Há um sentimento generalizado de que as crises são os catalisadores da transformação social.
Por Eduardo Anselmo de Castro *
Da crise atual se diz já que, quando terminar nada será como antes, dependendo o depois dos receios ou dos sonhos de um futuro melhor que cada um acalenta. Um comentador do New York Times foi ao ponto de redefinir o significado em inglês de BC e AC: Before Crisis e After Crisis.
Não sendo especialista em futurologia parece-me que esta crise terá duas consequências muito prováveis e outra, que o não sendo tanto, é fundamental para evitar uma crise económica de consequências devastadoras. As duas primeiras são a valorização na opinião pública e na discussão política dos sistemas de saúde em geral e das políticas de saúde pública em particular, assim como um maior reconhecimento da importância da ciência e da investigação. A outra é a adoção de políticas musculadas de apoio à recuperação económica, com uma (pelo menos momentânea) secundarização das obsessões de equilíbrio das contas públicas.

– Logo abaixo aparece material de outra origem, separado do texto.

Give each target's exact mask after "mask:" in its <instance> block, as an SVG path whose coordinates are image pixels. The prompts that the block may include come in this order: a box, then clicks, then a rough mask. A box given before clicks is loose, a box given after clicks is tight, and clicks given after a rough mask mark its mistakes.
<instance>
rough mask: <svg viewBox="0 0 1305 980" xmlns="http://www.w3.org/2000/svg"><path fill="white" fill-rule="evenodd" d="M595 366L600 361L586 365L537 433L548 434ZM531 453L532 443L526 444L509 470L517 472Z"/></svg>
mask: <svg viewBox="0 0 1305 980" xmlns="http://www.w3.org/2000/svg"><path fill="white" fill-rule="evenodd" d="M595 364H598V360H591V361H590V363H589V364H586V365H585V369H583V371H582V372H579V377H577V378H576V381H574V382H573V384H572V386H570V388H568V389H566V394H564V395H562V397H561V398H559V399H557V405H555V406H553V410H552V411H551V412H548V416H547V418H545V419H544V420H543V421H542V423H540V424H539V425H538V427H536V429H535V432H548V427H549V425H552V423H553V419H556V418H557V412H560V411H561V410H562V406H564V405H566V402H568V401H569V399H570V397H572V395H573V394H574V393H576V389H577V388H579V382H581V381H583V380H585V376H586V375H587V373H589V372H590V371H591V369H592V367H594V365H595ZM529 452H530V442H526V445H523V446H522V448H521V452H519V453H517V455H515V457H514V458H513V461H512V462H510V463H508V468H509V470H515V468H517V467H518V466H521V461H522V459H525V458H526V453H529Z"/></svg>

Se o meu vaticínio for correto, abrir-se-ão às instituições académicas e aos centros de investigação oportunidades únicas de valorização da sua atividade, que serão acrescidas nos países que precisam de dar um salto qualitativo que os conduza a sociedades baseadas no conhecimento e a economias baseadas na tecnologia. Neste contexto, o reforço das ligações já existentes entre a Fiocruz e a Universidade de Aveiro tem uma importância estratégica fundamental.
A Fiocruz (Fundação Oswaldo Cruz) é uma fundação pública tutelada pelo Ministério da Saúde do Brasil, com mais de cem anos de experiência, radicada em todo o país e com relevância global, que reparte a sua ação por um vasto leque de atividades, associando investigação fundamental e aplicada à produção fabril, a cargo de unidades a ela pertencentes. Desde a investigação biomédica desenvolvida pelas Unidades Técnico-Científicas, como o Instituto Oswaldo Cruz (IOC/Fiocruz), o fabrico de biofármacos e vacinas (Biomanguinhos) e de fármacos sintéticos (Farmanguinhos), à atuação nos mais diversos domínios tecnológicos da saúde e em políticas de saúde pública, à investigação em saúde e biodiversidade associada ao conceito One Health, até à formação de quadros dirigentes do sistema de saúde brasileiro (Escola Nacional de Saúde Pública Sérgio Arouca) as atividades da Fiocruz conferem-lhe uma posição entre as grandes instituições mundiais de saúde pública e o primeiro lugar na América Latina.
Por seu lado, a Universidade de Aveiro é um importante centro de ensino e investigação em saúde, que associa a investigação, desenvolvimento e aplicação de equipamentos e materiais ao desenvolvimento e ensaio de fármacos biológicos e sintéticos, passando pelas políticas de saúde e pela relação entre biodiversidade, saúde animal e saúde humana. Localizada no centro do eixo que une os dois importantes polos de saúde do Porto e de Coimbra, onde se situam três Faculdades de Medicina, alguns dos melhores hospitais portugueses, centros tecnológicos nos domínios da saúde e importantes empresas farmacêuticas, Aveiro tem condições privilegiadas para se afirmar como o centro de implantação da Fiocruz em Portugal e da sua ligação à Europa. Como acima opinei, o processo de recuperação desta crise poder ser o catalisador para a materialização deste potencial.
A UA e a Fiocruz valorizam ações institucionais de incentivo e gestão da inovação, de forma a promover a geração de conhecimento, de produtos e de serviços e a ampliação do acesso à saúde para a sociedade. Desta forma, as duas instituições consideram as atividades de I&D e as cooperações internacionais como estratégicas para a promoção do empreendedorismo científico e tecnológico.
Assim, a UA e a Fiocruz desenvolveram uma trajetória de crescente cooperação, que se traduz em projetos conjuntos de investigação e se reflete num número apreciável de quadros desta importante instituição brasileira que fizeram ou estão a fazer o seu percurso formativo em programas de doutoramento e pós-doutoramento em Aveiro. O reforço desta cooperação, transformando-a numa ligação estratégica entre as duas instituições é o objetivo da visita da direção da Fiocruz a Aveiro, planeada para finais deste mês, mas que, por motivos óbvios, foi adiada para data ainda impossível de definir. Este adiamento, ao contrário de enfraquecer a vontade de cooperação, deverá traduzir-se numa visita ainda mais profícua, que marque o tão desejado regresso à normalidade. São estes os votos que transmito em nome da Universidade de Aveiro.
* Vice-reitor da Academia de Aveiro. Texto publicado originalmente na ‘Opinião’ do site UA.pt.